The Fig. 4 shows that the absolute value of multilayer perceptron residual \(\left|{\delta }_{i}\right|\)∈[0,0.03], the absolute value of radial basis function residual \(\left|{\delta }_{i}\right|\)∈[0,0.19], multi-layer perceptron accuracy obviously due to the radial basis function. It shows that the multilayer perceptron has a better effect on the regression and prediction of total carbon emissions.

Figure 5 shows the importance of each influence factor under the two neural network models, and the sum of the weight of each influence factor is 1. Figure 5 shows that in the multi-layer perceptron model, the order of importance of influencing factors is Ploughing > Irrigation > Agricultural diesel > Chemical fertilizer > Agricultural film > Pesticides. In the RBF model, the order of importance of influencing factors is Ploughing > Chemical fertilizer > Agricultural diesel > Agricultural film > Pesticides > Irrigation.

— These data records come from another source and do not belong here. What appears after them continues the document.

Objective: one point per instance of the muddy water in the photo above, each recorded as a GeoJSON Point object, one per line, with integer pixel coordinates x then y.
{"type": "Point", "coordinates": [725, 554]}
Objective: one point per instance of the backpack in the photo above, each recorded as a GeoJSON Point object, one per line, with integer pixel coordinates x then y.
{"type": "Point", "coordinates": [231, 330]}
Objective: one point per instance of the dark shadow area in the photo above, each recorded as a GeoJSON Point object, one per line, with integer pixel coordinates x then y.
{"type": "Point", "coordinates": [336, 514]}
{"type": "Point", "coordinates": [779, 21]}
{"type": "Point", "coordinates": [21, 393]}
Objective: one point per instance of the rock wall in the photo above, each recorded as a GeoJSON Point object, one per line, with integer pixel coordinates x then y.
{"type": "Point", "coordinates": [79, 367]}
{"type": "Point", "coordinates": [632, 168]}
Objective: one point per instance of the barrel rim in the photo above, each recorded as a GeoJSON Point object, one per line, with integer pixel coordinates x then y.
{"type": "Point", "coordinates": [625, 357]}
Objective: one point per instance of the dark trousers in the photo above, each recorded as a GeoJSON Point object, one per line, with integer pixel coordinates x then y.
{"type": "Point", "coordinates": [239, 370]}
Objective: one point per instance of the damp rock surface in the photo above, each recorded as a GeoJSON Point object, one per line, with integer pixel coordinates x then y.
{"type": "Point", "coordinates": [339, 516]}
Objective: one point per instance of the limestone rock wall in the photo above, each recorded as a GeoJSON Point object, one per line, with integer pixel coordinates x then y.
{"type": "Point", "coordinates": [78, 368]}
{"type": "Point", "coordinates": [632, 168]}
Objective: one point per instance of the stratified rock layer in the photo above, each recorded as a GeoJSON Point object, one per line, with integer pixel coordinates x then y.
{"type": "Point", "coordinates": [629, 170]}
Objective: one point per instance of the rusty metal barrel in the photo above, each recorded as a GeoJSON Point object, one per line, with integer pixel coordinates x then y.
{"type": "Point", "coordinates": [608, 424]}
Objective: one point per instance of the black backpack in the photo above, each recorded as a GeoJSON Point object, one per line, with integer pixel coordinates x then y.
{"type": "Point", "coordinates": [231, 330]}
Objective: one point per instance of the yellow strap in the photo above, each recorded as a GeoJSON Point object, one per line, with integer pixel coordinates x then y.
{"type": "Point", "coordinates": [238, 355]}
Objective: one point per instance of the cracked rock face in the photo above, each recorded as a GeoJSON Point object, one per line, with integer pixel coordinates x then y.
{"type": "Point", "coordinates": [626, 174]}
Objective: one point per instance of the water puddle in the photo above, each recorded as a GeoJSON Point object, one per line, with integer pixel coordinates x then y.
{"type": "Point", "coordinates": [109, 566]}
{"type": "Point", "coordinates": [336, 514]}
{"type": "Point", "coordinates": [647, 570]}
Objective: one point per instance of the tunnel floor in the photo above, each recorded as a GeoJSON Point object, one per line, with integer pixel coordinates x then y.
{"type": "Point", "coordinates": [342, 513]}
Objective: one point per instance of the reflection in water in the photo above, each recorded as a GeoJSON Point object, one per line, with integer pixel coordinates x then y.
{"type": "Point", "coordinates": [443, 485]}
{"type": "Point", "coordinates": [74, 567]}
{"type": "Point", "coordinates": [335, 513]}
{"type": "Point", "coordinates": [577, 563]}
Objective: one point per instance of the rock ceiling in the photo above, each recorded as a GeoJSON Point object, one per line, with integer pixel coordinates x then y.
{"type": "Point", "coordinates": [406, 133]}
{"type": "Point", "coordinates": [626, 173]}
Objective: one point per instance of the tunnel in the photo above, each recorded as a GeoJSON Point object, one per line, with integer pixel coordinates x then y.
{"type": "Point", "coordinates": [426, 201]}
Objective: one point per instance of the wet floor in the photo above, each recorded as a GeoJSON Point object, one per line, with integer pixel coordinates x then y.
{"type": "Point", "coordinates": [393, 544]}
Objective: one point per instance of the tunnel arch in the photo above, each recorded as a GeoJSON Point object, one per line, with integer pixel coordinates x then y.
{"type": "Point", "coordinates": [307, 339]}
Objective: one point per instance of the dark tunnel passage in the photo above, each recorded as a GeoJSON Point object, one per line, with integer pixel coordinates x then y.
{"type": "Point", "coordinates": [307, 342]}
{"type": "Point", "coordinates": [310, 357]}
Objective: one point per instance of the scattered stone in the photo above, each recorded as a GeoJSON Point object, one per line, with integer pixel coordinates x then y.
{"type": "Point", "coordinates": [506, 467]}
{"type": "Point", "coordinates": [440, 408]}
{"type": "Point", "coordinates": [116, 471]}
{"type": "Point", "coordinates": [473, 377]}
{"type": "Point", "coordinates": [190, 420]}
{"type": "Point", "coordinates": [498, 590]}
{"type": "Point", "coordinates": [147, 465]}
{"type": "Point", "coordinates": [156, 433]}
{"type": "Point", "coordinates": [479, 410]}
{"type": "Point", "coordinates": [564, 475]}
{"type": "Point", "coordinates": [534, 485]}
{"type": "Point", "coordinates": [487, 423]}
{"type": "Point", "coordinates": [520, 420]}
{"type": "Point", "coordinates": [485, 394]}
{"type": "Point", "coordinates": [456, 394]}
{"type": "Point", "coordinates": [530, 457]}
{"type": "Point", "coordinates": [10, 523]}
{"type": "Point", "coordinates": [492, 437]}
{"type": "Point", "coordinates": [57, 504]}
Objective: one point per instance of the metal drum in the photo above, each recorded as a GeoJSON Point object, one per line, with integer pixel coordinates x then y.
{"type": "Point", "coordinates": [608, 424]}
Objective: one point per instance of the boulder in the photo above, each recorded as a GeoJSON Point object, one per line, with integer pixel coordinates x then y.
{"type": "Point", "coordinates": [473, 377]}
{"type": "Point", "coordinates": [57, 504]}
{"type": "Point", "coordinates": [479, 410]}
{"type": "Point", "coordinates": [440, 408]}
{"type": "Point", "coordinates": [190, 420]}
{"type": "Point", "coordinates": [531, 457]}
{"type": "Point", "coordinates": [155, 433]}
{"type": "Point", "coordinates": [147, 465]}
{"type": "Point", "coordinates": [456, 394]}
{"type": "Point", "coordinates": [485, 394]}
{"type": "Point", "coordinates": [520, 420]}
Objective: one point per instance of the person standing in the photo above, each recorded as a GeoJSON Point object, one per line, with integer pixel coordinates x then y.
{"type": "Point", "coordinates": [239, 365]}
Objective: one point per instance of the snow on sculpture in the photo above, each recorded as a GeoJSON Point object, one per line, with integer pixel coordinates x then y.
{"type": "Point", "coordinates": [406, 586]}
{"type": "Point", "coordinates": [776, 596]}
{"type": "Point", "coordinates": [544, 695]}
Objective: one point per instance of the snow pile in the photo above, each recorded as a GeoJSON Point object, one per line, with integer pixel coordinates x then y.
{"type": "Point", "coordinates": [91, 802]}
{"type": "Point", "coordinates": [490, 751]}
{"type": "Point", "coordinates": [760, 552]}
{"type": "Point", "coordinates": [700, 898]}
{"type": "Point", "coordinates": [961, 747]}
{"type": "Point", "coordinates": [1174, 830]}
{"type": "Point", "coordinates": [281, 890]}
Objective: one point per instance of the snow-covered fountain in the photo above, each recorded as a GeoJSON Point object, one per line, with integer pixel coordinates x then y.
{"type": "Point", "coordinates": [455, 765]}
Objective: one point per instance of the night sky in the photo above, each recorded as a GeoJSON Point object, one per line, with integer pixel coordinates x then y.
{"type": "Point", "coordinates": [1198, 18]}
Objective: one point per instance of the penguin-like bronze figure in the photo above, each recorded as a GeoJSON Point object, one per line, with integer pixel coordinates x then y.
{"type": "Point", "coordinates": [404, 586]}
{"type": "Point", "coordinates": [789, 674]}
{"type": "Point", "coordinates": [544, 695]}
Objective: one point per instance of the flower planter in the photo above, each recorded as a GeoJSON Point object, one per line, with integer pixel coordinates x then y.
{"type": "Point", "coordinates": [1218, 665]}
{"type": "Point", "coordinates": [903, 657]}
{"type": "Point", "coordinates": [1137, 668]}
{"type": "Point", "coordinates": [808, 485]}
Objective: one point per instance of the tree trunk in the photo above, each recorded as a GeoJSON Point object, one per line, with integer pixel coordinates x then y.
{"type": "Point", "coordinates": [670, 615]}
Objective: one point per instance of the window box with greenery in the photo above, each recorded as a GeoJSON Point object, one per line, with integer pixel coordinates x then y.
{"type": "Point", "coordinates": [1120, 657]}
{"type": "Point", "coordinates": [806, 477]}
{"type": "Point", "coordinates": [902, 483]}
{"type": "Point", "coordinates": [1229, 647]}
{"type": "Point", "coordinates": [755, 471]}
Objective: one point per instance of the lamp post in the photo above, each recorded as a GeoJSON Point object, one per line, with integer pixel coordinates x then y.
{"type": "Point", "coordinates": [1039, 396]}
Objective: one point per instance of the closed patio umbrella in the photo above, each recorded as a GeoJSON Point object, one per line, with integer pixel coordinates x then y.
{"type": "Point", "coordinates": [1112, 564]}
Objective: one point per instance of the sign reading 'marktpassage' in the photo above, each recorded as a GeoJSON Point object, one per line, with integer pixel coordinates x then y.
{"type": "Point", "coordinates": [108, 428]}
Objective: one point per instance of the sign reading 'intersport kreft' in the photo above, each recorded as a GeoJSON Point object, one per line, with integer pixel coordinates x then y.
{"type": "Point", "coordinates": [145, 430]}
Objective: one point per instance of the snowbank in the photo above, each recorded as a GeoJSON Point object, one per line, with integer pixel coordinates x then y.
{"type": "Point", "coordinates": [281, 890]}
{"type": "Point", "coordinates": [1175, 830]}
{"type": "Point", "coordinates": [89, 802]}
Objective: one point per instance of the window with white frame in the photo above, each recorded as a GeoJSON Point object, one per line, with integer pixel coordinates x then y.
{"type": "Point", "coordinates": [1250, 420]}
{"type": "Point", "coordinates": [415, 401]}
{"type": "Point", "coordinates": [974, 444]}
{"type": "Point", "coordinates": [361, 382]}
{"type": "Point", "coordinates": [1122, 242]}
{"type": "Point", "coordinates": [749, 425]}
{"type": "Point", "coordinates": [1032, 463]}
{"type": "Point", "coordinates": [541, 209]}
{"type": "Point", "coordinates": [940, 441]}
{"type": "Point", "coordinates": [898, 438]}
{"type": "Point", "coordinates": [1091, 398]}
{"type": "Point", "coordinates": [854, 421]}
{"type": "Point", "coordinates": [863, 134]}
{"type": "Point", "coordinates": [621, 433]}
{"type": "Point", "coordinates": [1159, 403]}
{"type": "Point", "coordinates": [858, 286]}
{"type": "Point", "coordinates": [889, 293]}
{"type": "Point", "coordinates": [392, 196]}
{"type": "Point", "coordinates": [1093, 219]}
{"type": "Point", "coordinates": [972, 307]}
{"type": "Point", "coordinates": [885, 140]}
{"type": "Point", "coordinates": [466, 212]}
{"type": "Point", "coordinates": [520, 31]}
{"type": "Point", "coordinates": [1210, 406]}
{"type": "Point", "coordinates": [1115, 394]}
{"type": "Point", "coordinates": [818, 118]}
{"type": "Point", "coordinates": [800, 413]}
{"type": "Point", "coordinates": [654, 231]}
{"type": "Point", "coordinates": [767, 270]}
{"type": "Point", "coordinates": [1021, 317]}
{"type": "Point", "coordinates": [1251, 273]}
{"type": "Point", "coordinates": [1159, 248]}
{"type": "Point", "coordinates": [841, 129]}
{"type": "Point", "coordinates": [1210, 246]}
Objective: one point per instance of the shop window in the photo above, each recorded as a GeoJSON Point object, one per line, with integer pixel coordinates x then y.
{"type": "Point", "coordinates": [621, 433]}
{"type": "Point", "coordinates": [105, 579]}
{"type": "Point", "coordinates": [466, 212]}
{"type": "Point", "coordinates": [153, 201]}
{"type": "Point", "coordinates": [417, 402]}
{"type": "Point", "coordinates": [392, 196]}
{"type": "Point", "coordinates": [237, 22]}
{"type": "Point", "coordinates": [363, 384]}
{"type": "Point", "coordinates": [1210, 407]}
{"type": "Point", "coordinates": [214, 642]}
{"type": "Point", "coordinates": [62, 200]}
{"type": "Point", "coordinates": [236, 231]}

The importance of influencing factors reflects their role in the neural network model. In the multi-layer perceptron model, the weight of each influencing factor is relatively balanced, and each factor plays an important role in the results of the model, so the prediction of the model is relatively accurate. The RBF model mostly relies on the influence factor of Ploughing, the weight of four factors such as pesticide and Agricultural film is less than 10%, and the weight of the single influence factor of Irrigation is even as low as 1%, which indicates that the model cannot make effective use of all the influence factors, leading to a low accuracy of regression prediction.